There are 20 numbers divisible by 5 between 1 and 100 and 33 numbers divisible by 3 between 1 and 100. So there are 20 + 33 = 53 so **53** numbers divisible by one or the other but this also includes every number which is divisible by both 5 and 3 twice.

## How many positive integers that are <= 100 that are divisible by 2 or 3?

**33 positive integers**till 100 are divisible by 3. Now the above number of positive integers contains numbers which are divisible by 2 and 3 also so we have to subtract these many integers from 20. 16 numbers of positive integers are divisible by 6.

## How many numbers between 1 and 100 are divisible by both 3 and 4?

Hence **8 numbers** are there from 1 to 100 which are divisible by both 3 & 4.

## How many positive integers less than 100 are divisible by both 3 and 7?

But since 105 > 100 there is no number less than 100 which is divisible by all 3 5 and 7. So there are **0 positive integers** which are less than 100 and are divisible by 3 5 and 7.

## What is an integer less than?

An integer can be **zero** greater than zero or less than zero.

## What are the multiples of 3 less than 20?

Multiples of 3: 3 **6 9 12 15 18 21 24 27**…

## How many positive numbers less than 20 Cannot be written as the sum of two prime numbers?

So **2** is the only even number less than 20 that cannot be written as a sum of 2 primes. Any odd integer that is the sum of two primes must be of the form 2+p where p is an odd prime. Hence for p = 3 5 7 11 13 17 we have 5 7 9 13 15 19. Therefore 1 3 11 17 cannot be written as a sum of two primes.

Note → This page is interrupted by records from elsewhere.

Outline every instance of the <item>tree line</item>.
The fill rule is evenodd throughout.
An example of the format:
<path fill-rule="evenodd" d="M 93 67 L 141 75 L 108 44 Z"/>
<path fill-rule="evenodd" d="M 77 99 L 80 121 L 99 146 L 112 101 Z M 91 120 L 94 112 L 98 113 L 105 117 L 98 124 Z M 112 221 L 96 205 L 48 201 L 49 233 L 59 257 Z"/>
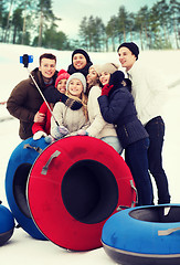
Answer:
<path fill-rule="evenodd" d="M 102 18 L 84 17 L 78 40 L 57 30 L 60 20 L 52 0 L 0 0 L 0 42 L 91 52 L 115 51 L 125 41 L 137 41 L 141 50 L 180 47 L 179 0 L 160 0 L 136 13 L 120 6 L 106 24 Z"/>

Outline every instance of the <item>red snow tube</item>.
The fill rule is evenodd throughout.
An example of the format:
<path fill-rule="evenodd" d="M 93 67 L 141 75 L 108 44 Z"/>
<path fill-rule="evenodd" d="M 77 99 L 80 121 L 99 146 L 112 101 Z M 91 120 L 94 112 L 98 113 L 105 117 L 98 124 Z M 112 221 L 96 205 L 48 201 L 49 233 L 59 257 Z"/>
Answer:
<path fill-rule="evenodd" d="M 40 231 L 73 251 L 102 246 L 102 229 L 136 193 L 129 168 L 104 141 L 73 136 L 50 145 L 35 160 L 28 201 Z"/>

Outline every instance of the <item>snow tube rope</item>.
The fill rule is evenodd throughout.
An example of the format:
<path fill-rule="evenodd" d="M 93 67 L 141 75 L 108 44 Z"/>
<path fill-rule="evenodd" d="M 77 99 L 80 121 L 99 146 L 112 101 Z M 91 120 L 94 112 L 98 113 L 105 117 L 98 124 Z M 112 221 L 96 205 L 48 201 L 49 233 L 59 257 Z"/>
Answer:
<path fill-rule="evenodd" d="M 27 198 L 41 233 L 56 245 L 88 251 L 102 246 L 105 221 L 136 201 L 124 159 L 104 141 L 84 136 L 50 145 L 34 161 Z"/>
<path fill-rule="evenodd" d="M 105 252 L 123 265 L 180 264 L 180 204 L 127 209 L 103 227 Z"/>

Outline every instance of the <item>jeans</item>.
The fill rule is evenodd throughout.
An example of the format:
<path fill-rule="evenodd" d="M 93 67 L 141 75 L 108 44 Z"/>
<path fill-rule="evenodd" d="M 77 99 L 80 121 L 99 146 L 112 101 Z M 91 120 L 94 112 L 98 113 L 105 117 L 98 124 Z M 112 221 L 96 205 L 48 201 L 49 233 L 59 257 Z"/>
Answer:
<path fill-rule="evenodd" d="M 145 126 L 149 134 L 150 145 L 148 149 L 149 171 L 155 178 L 158 191 L 158 203 L 169 203 L 170 194 L 168 179 L 162 168 L 162 146 L 165 136 L 165 123 L 160 116 L 151 119 Z"/>
<path fill-rule="evenodd" d="M 152 204 L 152 183 L 148 171 L 149 138 L 138 140 L 125 148 L 125 161 L 133 174 L 138 192 L 138 206 Z"/>
<path fill-rule="evenodd" d="M 109 146 L 112 146 L 119 155 L 121 155 L 123 152 L 123 147 L 119 142 L 119 139 L 117 138 L 117 136 L 106 136 L 106 137 L 102 137 L 100 140 L 105 141 L 106 144 L 108 144 Z"/>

## Which are non negative integers?

A non negative integer is an integer that **that is either positive or zero**. It’s the union of the natural numbers and the number zero. Sometimes it is referred to as Z^{*} and it can be defined as the as the set {0 1 2 3 … }. Z the set of integers is defined as {… -3 -2 -1 0 1 2 3 …}.

## What are integers less than 15?

Answer: five integers less than -15 are **-16 -17 -18 -19 -20 -21**…

## Is 18 and 23 are Coprime?

18 and 23 are coprime **integers** as they don’t have any common factor other than 1.

## Is Pi a real number?

**Pi is an irrational number**which means that it is a real number that cannot be expressed by a simple fraction. … When starting off in math students are introduced to pi as a value of 3.14 or 3.14159.

## Is an real number?

**in fact pretty much any number that you can think of**. This can include whole numbers or integers fractions rational numbers and irrational numbers. Real numbers can be positive or negative and include the number zero.

## Div 5- How many positive integers less than 100 are neither multiples of 2 or 3?

## How many positive integers not exceeding 2001 are multiples of 3 or 4 but not 5 ?

## How many positive integers less than 101 are multiples of either 5 or 7 but not both at once?

## Div. 3- How many positive integers less than 250 are multiples of 4 but NOT multiples of 6?